Le marchand nous laissa sur ces paroles et nous souhaita « beaucoup de chance ».

Plutôt que d’attendre davantage un hypothétique véhicule, nous avons finalement décidé de nous mettre en marche malgré la chaleur accablante.

A bout de chaque courbe, nous espérions que le relief allait s’aplanir, ne fût-ce que quelques centaines de mètres, histoire de reprendre un peu des forces, mais à chaque fois le chemin se redressait davantage. Malgré nos chaussures de marche, nos chevilles se tordaient de plus en plus souvent sur la rocaille et les éboulis.

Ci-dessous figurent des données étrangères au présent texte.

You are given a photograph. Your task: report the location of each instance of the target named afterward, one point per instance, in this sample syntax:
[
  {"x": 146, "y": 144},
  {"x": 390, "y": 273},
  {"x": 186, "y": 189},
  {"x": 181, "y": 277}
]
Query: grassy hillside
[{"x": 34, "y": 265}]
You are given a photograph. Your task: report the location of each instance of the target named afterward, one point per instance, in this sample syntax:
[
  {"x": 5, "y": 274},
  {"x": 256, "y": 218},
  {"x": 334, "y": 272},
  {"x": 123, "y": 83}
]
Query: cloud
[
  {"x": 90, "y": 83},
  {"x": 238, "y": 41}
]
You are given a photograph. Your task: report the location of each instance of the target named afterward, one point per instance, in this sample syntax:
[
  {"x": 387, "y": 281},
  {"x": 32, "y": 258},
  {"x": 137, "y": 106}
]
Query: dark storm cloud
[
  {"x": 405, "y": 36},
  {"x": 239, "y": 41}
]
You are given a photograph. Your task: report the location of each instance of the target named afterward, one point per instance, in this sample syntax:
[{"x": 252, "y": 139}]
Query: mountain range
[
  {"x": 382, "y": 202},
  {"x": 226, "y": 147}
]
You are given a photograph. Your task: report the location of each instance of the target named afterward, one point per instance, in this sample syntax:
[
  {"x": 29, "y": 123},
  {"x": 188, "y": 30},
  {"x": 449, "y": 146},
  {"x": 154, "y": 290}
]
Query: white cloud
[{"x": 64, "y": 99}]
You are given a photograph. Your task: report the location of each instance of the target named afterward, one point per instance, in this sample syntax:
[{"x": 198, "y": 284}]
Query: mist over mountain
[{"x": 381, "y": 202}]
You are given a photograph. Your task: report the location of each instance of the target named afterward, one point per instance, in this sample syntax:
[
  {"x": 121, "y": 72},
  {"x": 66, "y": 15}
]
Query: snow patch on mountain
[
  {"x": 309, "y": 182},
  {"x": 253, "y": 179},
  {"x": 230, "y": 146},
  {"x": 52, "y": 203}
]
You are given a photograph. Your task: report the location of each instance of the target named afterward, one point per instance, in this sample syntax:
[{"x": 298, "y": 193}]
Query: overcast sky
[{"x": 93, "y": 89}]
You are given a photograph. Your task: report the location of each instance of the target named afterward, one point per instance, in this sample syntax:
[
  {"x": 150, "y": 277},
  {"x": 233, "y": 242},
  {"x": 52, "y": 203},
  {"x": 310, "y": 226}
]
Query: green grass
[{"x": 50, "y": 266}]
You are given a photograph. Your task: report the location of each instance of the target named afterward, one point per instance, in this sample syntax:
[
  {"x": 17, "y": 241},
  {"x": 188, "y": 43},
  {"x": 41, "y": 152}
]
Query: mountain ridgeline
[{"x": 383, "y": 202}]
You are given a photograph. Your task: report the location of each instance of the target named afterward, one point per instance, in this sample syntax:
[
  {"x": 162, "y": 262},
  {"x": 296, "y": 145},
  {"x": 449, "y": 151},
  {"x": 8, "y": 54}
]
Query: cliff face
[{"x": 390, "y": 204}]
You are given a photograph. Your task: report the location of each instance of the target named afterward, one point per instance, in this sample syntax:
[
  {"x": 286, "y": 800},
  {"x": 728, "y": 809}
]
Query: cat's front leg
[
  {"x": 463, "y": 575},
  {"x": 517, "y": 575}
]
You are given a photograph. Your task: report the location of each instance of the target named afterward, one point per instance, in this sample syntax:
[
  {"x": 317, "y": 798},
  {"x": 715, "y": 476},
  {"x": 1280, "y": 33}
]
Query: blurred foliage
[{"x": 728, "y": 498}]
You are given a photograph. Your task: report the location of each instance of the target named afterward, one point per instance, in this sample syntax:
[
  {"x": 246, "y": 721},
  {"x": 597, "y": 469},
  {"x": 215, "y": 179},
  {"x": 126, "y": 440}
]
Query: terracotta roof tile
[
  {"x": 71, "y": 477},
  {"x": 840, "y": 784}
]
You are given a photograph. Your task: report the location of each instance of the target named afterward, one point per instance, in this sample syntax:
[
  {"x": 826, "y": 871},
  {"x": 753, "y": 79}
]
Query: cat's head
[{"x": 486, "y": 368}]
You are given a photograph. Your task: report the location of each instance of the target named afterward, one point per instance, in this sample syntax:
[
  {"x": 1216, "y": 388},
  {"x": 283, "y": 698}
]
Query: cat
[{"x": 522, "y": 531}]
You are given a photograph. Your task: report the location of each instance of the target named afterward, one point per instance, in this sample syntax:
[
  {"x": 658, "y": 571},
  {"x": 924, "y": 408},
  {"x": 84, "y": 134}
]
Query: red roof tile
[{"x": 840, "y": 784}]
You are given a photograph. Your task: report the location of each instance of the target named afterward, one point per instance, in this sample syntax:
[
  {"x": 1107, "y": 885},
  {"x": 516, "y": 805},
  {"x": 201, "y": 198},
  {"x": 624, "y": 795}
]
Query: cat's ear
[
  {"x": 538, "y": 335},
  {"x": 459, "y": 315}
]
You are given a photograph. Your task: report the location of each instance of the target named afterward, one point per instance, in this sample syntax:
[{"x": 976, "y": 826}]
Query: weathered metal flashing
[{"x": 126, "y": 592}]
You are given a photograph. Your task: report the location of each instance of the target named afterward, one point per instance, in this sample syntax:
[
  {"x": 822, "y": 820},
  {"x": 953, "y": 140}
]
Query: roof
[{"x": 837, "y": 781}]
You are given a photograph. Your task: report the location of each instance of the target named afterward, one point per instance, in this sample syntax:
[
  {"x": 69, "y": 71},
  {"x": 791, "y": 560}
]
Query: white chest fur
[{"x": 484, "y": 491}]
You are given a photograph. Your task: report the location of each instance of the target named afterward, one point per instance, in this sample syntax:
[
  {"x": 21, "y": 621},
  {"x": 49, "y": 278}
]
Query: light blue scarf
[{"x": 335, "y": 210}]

C’est alors qu’une petite fille, surgie de nulle part, apparut en sautillant gaiement à notre rencontre. Comme nous lui demandions si la route était encore longue, elle nous répondit qu’elle ne savait pas exactement, mais avant de disparaître, comme pour s’excuser de n’avoir pu nous répondre, elle nous tendit une des deux oranges qu’elle tenait en ses mains. Un geste sans doute de bon augure puisque c’est à ce moment, comme un mirage, que -loin en contrebas- une volute de poussière s’éleva dans le ciel. Disparaissant puis réapparaissant sans cesse au détour de chaque lacet, le nuage grossissait et finalement, la rumeur d’un moteur devenait perceptible. La mécanique devait souffrir. Le véhicule devait aussi être vieux ou alors très chargé. Lorsque le petit camion rouge passa à notre hauteur, il s’avéra qu’il était non seulement très vieux mais aussi…très chargé. Ce qui n’empêcha pas le chauffeur et son épouse de ralentir et de nous crier que si nous voulions grimper derrière, il fallait faire vite car le moteur avait une fâcheuse tendance à s’ « étouffer » et à ne plus redémarrer. A peine coincés entre deux sacs de ciments et divers matériaux de construction, nous redémarrions sans attendre.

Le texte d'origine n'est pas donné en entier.